Lattice continuum and diffusional creep

Diffusional creep is characterized by growth/ disappearance of lattice planes at the crystal boundaries that serve as sources/sinks of vacancies, and by diffusion of vacancies. The lattice continuum theory developed here represents a natural and intuitive framework for the analysis of diffusion in crystals and lattice growth/loss at the boundaries. The formulation includes the definition of the Lagrangian reference configuration for the newly created lattice, the transport theorem and the definition of the creep rate tensor for a polycrystal as a piecewise uniform, discontinuous field. The values associated with each crystalline grain are related to the normal diffusional flux at grain boundaries. The governing equations for Nabarro– Herring creep are derived with coupled diffusion and elasticity with compositional eigenstrain.

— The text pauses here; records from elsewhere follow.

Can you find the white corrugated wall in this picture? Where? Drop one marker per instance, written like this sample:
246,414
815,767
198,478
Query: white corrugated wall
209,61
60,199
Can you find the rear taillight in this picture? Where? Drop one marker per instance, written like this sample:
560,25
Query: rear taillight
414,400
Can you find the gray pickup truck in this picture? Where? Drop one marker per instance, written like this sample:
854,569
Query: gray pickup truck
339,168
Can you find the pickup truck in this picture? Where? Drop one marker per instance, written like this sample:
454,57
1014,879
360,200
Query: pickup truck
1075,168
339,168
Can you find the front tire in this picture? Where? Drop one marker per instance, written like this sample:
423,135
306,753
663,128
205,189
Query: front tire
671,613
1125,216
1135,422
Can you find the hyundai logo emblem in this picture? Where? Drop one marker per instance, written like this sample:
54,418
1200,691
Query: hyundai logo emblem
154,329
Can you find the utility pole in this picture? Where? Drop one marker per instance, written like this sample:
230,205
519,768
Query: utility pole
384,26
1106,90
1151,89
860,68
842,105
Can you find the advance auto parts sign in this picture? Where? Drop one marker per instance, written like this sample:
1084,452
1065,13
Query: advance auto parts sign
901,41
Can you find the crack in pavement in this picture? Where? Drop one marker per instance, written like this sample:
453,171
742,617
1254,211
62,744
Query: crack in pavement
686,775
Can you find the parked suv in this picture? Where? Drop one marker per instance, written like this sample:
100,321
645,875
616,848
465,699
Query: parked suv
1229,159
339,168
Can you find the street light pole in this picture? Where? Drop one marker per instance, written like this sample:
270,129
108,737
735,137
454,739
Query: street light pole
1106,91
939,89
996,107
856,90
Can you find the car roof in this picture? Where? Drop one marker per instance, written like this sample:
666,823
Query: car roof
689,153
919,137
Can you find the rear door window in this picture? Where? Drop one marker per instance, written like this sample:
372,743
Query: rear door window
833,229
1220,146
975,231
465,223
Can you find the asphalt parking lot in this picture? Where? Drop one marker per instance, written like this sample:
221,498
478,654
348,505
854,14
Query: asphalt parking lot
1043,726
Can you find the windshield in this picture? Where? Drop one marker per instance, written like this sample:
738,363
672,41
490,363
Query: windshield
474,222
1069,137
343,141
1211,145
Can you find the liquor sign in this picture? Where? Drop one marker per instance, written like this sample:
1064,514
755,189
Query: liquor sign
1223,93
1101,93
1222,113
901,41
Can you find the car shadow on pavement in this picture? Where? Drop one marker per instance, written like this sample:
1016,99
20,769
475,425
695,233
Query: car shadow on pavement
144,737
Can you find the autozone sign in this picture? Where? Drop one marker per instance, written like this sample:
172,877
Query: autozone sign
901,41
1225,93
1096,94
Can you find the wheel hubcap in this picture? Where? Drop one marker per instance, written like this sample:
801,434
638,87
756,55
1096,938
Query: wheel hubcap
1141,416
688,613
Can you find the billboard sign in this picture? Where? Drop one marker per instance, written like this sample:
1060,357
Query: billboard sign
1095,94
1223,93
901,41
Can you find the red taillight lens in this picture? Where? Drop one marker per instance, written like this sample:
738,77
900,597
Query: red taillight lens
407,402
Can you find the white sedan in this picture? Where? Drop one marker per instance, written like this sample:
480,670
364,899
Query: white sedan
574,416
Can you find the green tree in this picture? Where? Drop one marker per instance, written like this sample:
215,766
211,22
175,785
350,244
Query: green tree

Both, bulk diffusional dissipation and boundary dissipation accompanying vacancy nucleation and absorption, are considered, but the latter is found to be negligible. For periodic arrangements of grains, diffusion formally decouples from elasticity but at the cost of a complicated boundary condition. The equilibrium of deviatorically stressed polycrystals is impossible without inclusion of interface energies. The secondary creep rate estimates correspond to the standard Nabarro–Herring model, and the volumetric creep is small. The initial (primary) creep rate is estimated to be much larger than the secondary creep rate.